Produce growers are getting closer to being able to follow one standard set of food safety rules and undergo a single auditing procedure that assures their compliance.
Following meetings in Chicago late in July, United Fresh Produce Association changed the status of the proposed harmonized GAP (Good Agricultural Practices) standards covering farm operations from “draft” to “final.”
The proposed standards had been on the United Fresh Web site for nearly a year, seeking industry comments.
“At our meeting in Chicago, we looked over all the comments,” said Dave Gombas, senior vice president for food safety and technology. “We made some minor changes and finalized the standards. They are on the Web site, up and ready to be used. We did not finalize the standards for postharvest operations, but we did finalize those for field operations and harvesting.”
Produce growers have complained for several years about multiple audits.
“All our growers do some kind of audit,” said Tim Mansfield with Sun Orchard Fruit Company in Burt, New York. “It’s something we have to do to gain access to a market. Our growers can meet standards, but the problem is the number of standards and the number of audits. We would like to be able to do one audit once a year and be done with it.”
There are nearly 15 different auditing standards in operation in the United States, including such names as Food Processors Association’s FPA-SAFE, SQF, the USA GMP/GAP, GlobalGAP, NSF Davis Fresh, NCSI Americas, PrimusLabs, GFSI, Tesco Nature’s Choice, AIB, and BRC.
“We don’t want to overpromise,” Gombas said. “But now we have one food safety standard that will fit the entire United States.”
Most auditing systems in the United States, except Primus Labs, agreed to participate in the harmonized standard, he said.
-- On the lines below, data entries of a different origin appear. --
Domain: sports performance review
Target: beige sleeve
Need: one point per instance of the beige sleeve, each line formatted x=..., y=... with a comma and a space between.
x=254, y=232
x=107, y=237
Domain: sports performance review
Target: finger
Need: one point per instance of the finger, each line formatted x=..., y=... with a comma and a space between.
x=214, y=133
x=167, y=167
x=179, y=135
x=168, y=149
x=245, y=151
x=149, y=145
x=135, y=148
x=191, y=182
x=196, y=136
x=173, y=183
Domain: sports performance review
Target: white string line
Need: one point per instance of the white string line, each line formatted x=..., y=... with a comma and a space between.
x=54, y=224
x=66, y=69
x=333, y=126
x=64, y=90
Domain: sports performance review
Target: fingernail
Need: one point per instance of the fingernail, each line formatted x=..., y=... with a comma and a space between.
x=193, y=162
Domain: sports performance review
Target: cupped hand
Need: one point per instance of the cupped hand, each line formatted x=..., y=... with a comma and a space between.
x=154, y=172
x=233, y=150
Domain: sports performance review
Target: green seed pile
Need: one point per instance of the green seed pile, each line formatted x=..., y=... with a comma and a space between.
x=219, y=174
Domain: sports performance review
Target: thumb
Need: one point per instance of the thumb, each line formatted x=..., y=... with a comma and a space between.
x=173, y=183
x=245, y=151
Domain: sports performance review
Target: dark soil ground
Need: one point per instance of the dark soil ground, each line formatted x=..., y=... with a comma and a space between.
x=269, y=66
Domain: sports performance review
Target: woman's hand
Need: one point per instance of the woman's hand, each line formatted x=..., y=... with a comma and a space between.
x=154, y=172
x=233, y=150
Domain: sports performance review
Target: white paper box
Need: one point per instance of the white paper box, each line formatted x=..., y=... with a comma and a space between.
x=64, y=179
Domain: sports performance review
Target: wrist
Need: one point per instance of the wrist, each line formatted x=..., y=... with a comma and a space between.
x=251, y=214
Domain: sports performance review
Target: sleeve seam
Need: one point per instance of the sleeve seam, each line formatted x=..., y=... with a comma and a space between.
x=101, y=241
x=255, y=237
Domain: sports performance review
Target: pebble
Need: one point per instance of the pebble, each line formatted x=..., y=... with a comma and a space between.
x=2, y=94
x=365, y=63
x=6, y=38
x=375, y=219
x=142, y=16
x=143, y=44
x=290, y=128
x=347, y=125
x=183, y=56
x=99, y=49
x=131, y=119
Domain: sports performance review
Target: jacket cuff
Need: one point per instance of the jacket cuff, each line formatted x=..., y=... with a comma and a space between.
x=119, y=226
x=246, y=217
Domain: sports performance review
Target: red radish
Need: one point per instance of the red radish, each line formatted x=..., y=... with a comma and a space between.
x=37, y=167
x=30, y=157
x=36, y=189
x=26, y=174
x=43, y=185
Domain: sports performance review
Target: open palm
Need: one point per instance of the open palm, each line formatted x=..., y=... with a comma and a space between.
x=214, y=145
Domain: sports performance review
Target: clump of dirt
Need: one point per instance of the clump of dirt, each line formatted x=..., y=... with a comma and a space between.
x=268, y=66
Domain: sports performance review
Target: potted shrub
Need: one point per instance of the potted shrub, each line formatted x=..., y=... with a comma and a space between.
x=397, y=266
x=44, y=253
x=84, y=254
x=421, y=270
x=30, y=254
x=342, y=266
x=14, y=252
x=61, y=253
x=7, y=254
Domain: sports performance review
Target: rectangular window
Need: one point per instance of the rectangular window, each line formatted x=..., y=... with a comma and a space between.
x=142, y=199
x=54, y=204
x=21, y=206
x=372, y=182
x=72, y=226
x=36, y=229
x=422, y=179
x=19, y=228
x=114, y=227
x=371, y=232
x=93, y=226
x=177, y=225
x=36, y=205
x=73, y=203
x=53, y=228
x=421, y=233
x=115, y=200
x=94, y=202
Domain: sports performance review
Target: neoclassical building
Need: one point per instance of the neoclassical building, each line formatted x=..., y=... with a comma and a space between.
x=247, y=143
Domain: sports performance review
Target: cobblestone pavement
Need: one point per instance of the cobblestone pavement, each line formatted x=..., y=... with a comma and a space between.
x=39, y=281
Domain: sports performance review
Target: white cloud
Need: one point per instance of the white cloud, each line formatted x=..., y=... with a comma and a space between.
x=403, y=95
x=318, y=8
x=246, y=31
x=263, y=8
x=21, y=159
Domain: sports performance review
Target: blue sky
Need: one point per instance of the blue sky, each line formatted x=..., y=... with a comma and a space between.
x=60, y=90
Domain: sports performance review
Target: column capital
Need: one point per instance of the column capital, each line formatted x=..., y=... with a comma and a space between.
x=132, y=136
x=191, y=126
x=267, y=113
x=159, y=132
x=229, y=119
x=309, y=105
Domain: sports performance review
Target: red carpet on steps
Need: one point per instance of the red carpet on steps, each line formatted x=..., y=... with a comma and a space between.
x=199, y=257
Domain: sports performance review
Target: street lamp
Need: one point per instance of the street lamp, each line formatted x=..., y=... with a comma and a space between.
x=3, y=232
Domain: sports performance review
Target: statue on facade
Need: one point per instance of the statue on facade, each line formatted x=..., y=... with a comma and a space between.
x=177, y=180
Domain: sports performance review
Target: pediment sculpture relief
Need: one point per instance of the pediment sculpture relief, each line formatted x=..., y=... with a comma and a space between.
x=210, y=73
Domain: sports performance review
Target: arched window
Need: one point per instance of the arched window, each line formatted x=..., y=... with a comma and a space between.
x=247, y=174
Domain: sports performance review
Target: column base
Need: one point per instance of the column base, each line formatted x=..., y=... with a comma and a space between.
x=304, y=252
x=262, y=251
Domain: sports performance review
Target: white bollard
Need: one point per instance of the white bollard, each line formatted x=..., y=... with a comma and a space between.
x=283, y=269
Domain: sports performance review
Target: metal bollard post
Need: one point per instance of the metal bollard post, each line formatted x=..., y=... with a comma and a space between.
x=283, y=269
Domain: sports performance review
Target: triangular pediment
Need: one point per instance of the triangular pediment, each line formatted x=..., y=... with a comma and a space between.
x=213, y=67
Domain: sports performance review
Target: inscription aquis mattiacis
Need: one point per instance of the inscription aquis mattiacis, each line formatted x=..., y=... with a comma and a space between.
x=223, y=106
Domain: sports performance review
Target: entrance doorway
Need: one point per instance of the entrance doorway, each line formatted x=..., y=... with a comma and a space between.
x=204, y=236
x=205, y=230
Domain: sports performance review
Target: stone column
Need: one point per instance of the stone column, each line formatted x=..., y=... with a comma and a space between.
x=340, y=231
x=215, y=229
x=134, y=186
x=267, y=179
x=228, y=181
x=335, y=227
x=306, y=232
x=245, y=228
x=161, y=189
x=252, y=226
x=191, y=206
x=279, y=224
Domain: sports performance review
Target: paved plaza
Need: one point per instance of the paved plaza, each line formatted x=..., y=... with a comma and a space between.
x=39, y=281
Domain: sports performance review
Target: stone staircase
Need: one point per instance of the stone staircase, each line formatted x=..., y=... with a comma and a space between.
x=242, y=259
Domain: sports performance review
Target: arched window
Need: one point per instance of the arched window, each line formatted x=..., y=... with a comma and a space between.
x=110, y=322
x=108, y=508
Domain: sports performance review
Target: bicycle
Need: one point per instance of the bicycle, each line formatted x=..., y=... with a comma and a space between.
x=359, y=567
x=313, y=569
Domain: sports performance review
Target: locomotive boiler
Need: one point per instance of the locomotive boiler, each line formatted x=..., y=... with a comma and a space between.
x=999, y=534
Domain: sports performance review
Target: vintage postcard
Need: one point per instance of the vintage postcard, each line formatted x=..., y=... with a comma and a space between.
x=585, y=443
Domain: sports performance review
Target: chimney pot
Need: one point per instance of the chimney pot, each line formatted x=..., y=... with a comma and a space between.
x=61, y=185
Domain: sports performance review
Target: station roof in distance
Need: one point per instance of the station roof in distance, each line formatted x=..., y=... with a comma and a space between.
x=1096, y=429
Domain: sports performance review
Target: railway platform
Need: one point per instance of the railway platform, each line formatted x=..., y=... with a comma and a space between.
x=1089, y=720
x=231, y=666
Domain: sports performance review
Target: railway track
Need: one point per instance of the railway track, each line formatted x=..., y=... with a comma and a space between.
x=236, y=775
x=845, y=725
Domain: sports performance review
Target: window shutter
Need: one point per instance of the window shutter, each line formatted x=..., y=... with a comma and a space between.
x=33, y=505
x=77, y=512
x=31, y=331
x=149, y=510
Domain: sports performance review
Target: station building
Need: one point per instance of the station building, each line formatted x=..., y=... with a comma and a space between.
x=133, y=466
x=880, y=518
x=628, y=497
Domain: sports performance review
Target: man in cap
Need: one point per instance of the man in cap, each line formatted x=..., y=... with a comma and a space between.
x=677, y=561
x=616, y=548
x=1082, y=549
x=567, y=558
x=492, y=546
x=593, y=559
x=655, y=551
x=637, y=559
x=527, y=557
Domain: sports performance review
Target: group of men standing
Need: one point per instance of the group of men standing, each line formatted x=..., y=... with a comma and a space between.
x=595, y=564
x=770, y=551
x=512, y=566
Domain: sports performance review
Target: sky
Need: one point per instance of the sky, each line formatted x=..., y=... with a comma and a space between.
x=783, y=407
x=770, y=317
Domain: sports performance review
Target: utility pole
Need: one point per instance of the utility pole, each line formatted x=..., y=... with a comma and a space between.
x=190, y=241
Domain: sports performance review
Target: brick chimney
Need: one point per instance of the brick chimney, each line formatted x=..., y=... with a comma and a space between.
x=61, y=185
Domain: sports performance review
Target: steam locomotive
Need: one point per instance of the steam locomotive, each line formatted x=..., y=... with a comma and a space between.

GlobalGAP is also not fully in.
“We have been working very closely with GlobalGAP and are very close to agreement on all the food safety aspects, but GlobalGAP contains social responsibility factors that go beyond food safety,” he said. “GlobalGAP is creating a subset of those to separate food safety from the other factors. The goal is to have social accountability become a ‘rider,’ an add-on to the food safety parts of the GlobalGAP audit.”
GlobalGAP North America President Kristian Moeller confirmed that the harmonized checklist and a single audit will meet GlobalGAP food safety standards.
How will this work? How can fruit growers be sure you have not merely created one more food safety standard? Good Fruit Grower asked Gombas these questions.
In reviewing the history, he noted, it was food buyers—not growers or the government—who demanded that food providers—growers, packing houses, shippers, etc.—use Good Agricultural Practices in growing produce and Good Handling Practices in processing and packing it.
These buyers forced the development of standards, creating the need for auditors to enforce them. USDA, for example, responded by developing a set of standards and an auditing checklist, but these were not “government standards” imposed on growers. It was a service to growers provided by the government, for a fee. All auditing systems require growers and packers to pay for the costs of auditing.
“The standards were 95 percent the same,” Gombas said. Still, growers wanting access to a market had to comply with the auditing standards specific to a buyer.
“Buyers make the decision of the system they will use,” Gombas said.
Very important in this process was getting buyers to come together to agree to a single, harmonized standard, Gombas said.
Three technical committees were established under the United Fresh umbrella in what became the “Produce GAPs Harmonization Initiative.”
“Many leaders throughout the produce industry have increasingly recognized the cost and inefficiency of multiple standards and audits now being used to measure compliance with Good Agriculture Practices (GAPs),” according to a statement on the United Fresh Web site. “Neither produce suppliers nor retailers and foodservice companies are well served when duplicative standards and audits raise total supply chain costs without enhancement of overall food safety.”
United Fresh hosted a conference on food safety standards in June 2009 and formed three committees to create a single, harmonized standard.
The steering committee was chaired by a person from Chiquita Fresh Express. The operations committee was chaired by a person from Wegman’s. The Technical Working Group was led by a person from McDonald’s. The goal was to develop one standard for food safety in field operations and harvesting and one standard for postharvest operations—“one audit by any credible third party, acceptable to all buyers.”
“The big buyers told us, if you do this, we will come,” Gombas said.
“We’re not done yet,” he added.
A calibration committee has been set up to “train the trainers.” Auditors need to perform an audit to the new checklist, so people need to be trained to train auditors. While this process will take some time, Gombas said, some companies have already said they will use the new harmonized standard immediately. Subway, the sandwich company, said it will use the new standard now, and Wegman’s said it would use it this coming year, Gombas said. USDA has agreed to train auditors to the new checklist.
Gombas said large and small growers, shippers, packers, distributors, foodservice operations, the USDA, auditing companies, and academics participated in the process of creating the standard.
This was developed by the stakeholders, who signed off on the final version, and Gombas said he has every reason to believe they will use it. Growers who want to see the new harmonized checklist can find it at www.unitedfresh.org. Search for GAPs Harmonization Initiative.